My mother darted me a glance at the top of the staircase where I stood leaning against my bedroom door.  "Well, let's see. You'll have "Rondo Capriccioso" at performance level. Maybe you could brush up on Achron's "Hebrew Melody" or Bloch's "Nigun". After all, Heifetz is an elderly, Yiddishe man."
I shifted from one foot to the other. I had heard Heifetz was a control freak, a man of few words, and an irascible artist.
"He'll adore you," my mother said, blowing me a kiss. "Pretend he's your grandfather."

♪ ♩ ♪

"Whatever you do," said my mother en route to Juilliard by Greyhound. "Don't tell Miss Thomas about the Heifetz audition. It's not for her to know."
We rested our heads on each other's shoulders in the bus, and fell asleep twisted like pretzels, but with a secret pact.
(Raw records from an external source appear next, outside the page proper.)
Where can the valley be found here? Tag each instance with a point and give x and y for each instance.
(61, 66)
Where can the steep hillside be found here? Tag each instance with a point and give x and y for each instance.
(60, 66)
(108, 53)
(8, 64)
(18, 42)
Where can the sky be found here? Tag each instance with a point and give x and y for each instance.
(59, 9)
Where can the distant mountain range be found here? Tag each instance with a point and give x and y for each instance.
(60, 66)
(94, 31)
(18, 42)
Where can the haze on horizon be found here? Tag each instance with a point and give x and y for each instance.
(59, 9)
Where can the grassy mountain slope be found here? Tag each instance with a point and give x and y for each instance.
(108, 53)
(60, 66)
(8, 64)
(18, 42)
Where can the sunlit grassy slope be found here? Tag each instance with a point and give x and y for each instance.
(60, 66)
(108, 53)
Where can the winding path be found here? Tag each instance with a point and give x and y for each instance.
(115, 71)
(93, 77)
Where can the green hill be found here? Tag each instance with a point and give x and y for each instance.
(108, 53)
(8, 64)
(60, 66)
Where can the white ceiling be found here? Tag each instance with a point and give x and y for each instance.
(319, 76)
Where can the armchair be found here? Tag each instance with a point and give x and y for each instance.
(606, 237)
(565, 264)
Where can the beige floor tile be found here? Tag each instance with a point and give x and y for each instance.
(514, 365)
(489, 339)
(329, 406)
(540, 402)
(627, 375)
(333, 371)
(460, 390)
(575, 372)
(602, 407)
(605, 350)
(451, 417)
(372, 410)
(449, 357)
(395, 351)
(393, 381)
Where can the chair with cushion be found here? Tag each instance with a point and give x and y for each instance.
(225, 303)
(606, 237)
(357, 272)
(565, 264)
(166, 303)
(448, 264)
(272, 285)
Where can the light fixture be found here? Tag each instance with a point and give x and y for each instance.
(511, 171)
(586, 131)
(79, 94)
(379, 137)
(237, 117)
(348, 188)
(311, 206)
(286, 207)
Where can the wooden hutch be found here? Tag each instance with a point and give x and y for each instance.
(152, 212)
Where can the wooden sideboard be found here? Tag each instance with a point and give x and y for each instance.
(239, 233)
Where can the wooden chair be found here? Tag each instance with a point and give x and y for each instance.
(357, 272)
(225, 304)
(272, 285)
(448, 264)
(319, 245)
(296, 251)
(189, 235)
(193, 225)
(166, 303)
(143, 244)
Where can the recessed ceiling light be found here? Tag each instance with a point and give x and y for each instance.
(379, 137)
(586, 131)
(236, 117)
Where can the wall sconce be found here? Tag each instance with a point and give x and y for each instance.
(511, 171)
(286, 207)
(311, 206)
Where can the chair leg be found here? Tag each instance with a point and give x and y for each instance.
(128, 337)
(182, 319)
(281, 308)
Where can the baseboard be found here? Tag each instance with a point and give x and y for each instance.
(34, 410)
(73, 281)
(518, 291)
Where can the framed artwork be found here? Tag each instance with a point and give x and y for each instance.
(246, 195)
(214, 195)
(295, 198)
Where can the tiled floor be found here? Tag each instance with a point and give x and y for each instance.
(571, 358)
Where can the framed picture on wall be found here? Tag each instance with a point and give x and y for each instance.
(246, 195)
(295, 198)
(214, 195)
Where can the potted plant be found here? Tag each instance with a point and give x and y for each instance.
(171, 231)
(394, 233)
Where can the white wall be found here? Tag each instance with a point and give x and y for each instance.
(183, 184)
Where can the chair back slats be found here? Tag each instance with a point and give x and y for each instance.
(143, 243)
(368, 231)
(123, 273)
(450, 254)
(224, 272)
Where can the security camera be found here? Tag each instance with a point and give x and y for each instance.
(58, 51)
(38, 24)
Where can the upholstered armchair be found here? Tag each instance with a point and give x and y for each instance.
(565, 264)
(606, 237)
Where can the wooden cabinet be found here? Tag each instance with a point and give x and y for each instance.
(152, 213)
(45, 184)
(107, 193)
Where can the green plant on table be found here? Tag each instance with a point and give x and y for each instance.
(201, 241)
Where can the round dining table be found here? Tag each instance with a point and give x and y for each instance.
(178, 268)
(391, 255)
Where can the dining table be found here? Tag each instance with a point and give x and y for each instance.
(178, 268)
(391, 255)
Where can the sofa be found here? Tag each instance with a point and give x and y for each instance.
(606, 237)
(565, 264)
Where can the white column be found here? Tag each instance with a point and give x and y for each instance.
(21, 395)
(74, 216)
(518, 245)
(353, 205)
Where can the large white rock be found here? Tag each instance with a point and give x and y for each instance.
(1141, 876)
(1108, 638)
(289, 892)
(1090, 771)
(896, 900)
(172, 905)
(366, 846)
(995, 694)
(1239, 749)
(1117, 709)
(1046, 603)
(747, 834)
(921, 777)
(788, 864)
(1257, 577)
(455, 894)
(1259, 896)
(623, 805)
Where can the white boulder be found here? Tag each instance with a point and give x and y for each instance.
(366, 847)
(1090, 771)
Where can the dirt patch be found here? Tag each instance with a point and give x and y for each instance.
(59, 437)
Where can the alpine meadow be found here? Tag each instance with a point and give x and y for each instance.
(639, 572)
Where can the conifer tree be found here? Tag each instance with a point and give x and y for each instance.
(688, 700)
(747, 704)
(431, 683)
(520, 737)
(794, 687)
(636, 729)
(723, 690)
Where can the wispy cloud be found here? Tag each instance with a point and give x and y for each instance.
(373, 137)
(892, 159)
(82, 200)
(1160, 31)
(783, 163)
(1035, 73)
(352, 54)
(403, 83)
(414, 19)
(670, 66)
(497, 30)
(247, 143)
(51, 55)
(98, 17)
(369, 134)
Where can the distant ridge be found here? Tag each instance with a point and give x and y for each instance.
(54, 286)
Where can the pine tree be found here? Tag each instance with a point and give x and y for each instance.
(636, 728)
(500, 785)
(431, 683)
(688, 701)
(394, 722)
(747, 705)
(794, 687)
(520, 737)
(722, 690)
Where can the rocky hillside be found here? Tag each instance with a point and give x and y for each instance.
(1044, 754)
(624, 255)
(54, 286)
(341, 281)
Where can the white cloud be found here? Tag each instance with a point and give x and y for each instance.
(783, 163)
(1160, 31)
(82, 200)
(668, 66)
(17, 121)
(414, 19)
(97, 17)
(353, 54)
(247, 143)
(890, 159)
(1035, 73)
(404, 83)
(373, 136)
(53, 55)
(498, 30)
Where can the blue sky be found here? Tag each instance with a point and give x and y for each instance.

At my 8 AM lesson, I unzipped my music bag and placed Fiorillo Etudes on the music stand. Miss Thomas sat on the window ledge over-looking Lincoln Center. She crossed her legs, smoothed her skirt, and nodded for me to begin.
I held a note too long, out of rhythm. I felt exhaustion from the nocturnal, five hour bus ride. 
"Marjorie," Miss Thomas said. "Observe tempo and meter."
She lunged to the piano for pencils. I squinted at the music and tried again. My fingers felt like sausages.
"Intonation. Here's a red pencil. Next time, you'll have to mark in blue."
I started over after circling the errors, but botched another segment.
"Marjorie. Have you practiced this etude?"
And I thought, who does this woman think she is, Heifetz? I rolled my eyes.
Miss Thomas heaved a frustrated sigh.
"Mar-jor-ie. I would appreciate the courtesy of a reply."
The edge in her voice unnerved me.
"Perhaps Juilliard's not the school for you after all," said Miss Thomas. "It's a privilege to study here. We don't retain students who display negative attitudes by making faces at the teachers."
I lifted the violin to my chin, and began a concerto. I closed my eyes tight to hold back the tears, but it was of no use. The tears had dripped onto the violin. Miss Thomas reached for the box of Kleenex on top of the piano.  
Another lesson would be over, but not soon enough.